The Montsant DO is Priorat’s downslope neighbor in northeastern
Spain, but other than differences in altitude, there isn’t much else to tell their terroirs apart. Both appellations contain some of the world’s greatest old-vine Garnacha (Grenache) in soils of fractured granite and shale known locally as llicorella. It is a Mediterranean climate, with wide diurnal temperature swings.

Eastern Spain

Penedès

Technically, a wine labeled ‘Cava’ can be produced in several different regions, but Penedès, on Spain’s northern Mediterranean coast, is its
spiritual home.

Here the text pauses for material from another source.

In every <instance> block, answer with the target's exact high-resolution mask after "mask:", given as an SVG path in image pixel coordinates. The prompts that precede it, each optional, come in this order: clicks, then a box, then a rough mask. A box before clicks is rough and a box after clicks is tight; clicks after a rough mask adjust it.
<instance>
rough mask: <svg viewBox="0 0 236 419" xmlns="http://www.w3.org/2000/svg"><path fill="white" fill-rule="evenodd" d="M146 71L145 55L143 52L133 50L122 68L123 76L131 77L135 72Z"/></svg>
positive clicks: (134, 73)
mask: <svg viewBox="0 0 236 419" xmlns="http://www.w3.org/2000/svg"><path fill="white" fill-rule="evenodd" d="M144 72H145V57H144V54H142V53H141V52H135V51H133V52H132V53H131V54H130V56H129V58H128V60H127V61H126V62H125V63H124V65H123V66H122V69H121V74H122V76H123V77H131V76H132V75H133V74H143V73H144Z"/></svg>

The climate is Mediterranean, the soils a favorable mix of limestone (key in pre-serving acids), sand, and clay, and Cava sparklers are crafted in the traditional ‘Champagne’ method. The traditional grapes used for Cava are Xarel-lo (cha-RAY-yo), Macabeu, and Parellada.

Northwestern Spain

Galicia

Galicia is lusher, colder, wetter, and greener than most of the rest of Spain, especially where wine-growing
is concerned. Viticulture up here is some of the most “heroic” in the world, as vineyards cling to impossibly steep slopes along snaking rivers such as the Miño and
the Sil. The influence of the Atlantic Ocean is profound, often lending wines a salty, “sea spray” character.